Nigro leapt up, cursed himself a little too voluminously, and got the quick hook from the umpire.

Like that, Aston Valley took the lead, and lost its pitcher.

So Davis scrambled to prepare, the hasty nature of Nigro’s ejection earning Davis eight extra warmup long tosses in addition to his regular eight from the rubber. The plan was for the recent Widener grad to try to subdue the Mudcats in the fifth while Tyler Campbell readied fully, then play it by ear.

But Davis wouldn’t relinquish the ball, and the enraged Knights’ bats backed him.

Davis recorded the final nine outs with relative ease around a consolation tally in the seventh as Aston Valley claimed a 9-4 win in Game 2 of the Delco League championship series.

The series shifts to Buggy Field in Aston Wednesday night with the best-of-5 even at a game apiece. Including four regular-season contests, Tuesday was the Knights’ first defeat of top-seeded and defending champ Narberth in 2017.

The hectic nature of Nigro’s expulsion, his third of the season, helped Davis get his juices flowing. Defending a 4-3 lead, he retired the first six batters he faced.

“It felt pretty good initially, and then I kind of locked up toward the end, started throwing them a little more down the middle,” Davis said. “But the adrenaline was definitely pumping. It was a pretty intense whole series of events, so that helped the arm going in.”

By the time Richie Tecco doubled and scored on Kevin McGowan’s booming triple to right, the Aston Valley bats had awakened to provide Davis five cushy runs in the top of the seventh. Davis’ contribution to that rally befitted the peculiarity of his evening.

Sammy Farnell laced a single to left to score Caruso, who reached on a pivotal inning-lengthening error, to make it 5-3. Davis dug in and showed bunt, something he admitted he hasn’t done since his days as an All-Delco pitcher at Strath Haven.

His execution was perfectly imperfect: A stabbed-at bunt that whistled past the onrushing Joe Lake at third base and into the no-man’s land near the grass in the outfield, allowing Kendall Small to score from second.

“I was just trying to stick the bat out,” Davis said. “I guess I whipped it around a little bit and it popped right off.”

“To see him get that ball between third and short was just great for us, great for our momentum,” Caruso said.

Dan Hyatt followed with a sac fly, and Davis and Nick Macey, who’d doubled, scored on Julian Kurych’s single to seal the damage.

Aston Valley took the early advantage, capitalizing on a rare bit of wildness by Narberth starter Marty McKeone, who walked the leadoff man Kurych in the first. He scored on a Caruso single. Domian tripled to deep center to score the designated hitter Nigro in the second, the Domian hustled home on a Hyatt groundout.

Even that three-run bulge wouldn’t be enough against the Narberth offensive juggernaut.

“There’s always a cool, calm demeanor that we’ll be alright,” Tecco said. “We were in the game, just Game 1 we made more plays. Game 2 they made more plays, had a couple of big hits and we made some mistakes and they fully took advantage of them.”

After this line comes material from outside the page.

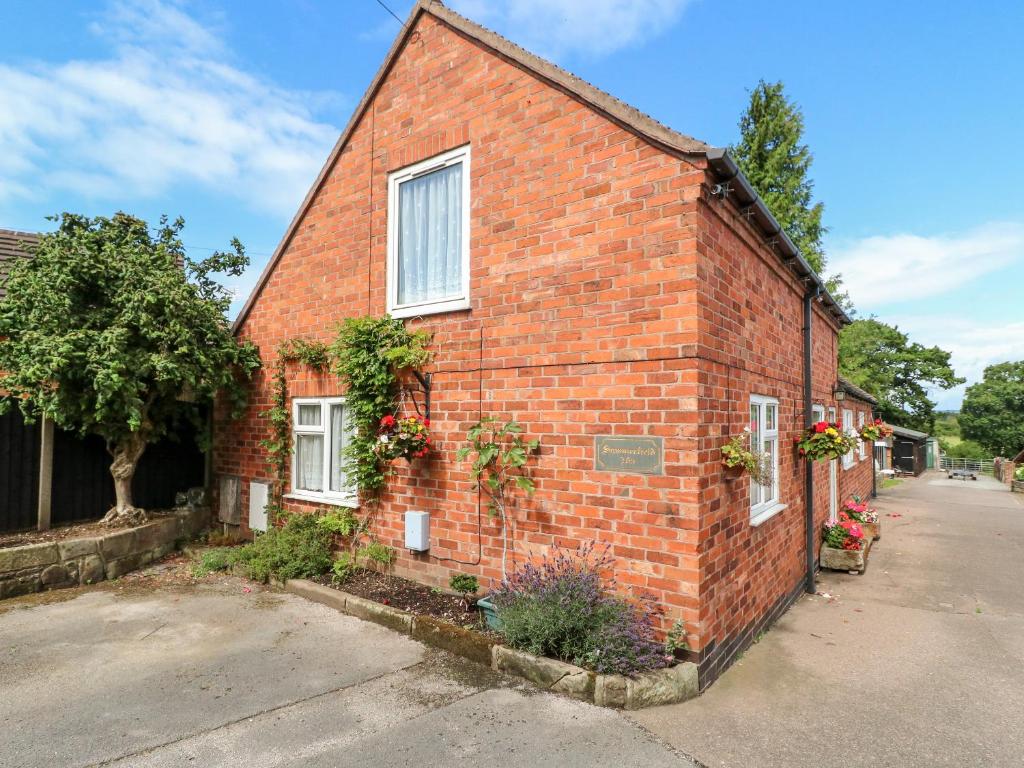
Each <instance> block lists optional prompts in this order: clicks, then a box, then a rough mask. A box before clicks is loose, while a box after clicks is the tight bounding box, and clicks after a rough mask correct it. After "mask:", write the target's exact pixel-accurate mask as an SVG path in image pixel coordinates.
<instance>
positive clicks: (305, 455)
mask: <svg viewBox="0 0 1024 768" xmlns="http://www.w3.org/2000/svg"><path fill="white" fill-rule="evenodd" d="M295 469H296V474H297V475H298V477H297V478H296V483H295V486H296V489H297V490H317V492H319V490H323V489H324V435H322V434H300V435H296V438H295Z"/></svg>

Aston Valley starter Pat Graham faltered in the fourth, three straight walks forcing in a run. Tecco then unloaded a two-run single to even the score.

McKeone minimized the damage in the fifth, in part via Mike White’s outfield assist to nab Nigro. But he hit the wall in the seventh, failing to record an out against four batters.

The loss puts the Mudcats in a similar position as last year, when they split the first two games as the top seed at home against Wayne before lifting the trophy, the first in franchise history, in five games.

“We’ll be ready tomorrow,” Tecco said. “We were in the same position last year, one and one. We’ve just got to find a way to win the next two.”

Aston Valley’s belated onslaught might have just padded a result already beyond doubt. But the catharsis against a team it has struggled to get by all season and the confidence it endows the Knights in the first of three games in as many days feels like it could be a series-changer.

And Caruso’s choice of tense echoes that.

“They had our number this year,” he said. “… It gives us a lot of momentum going back to Buggy. I think we’re in a real good position for tomorrow night.”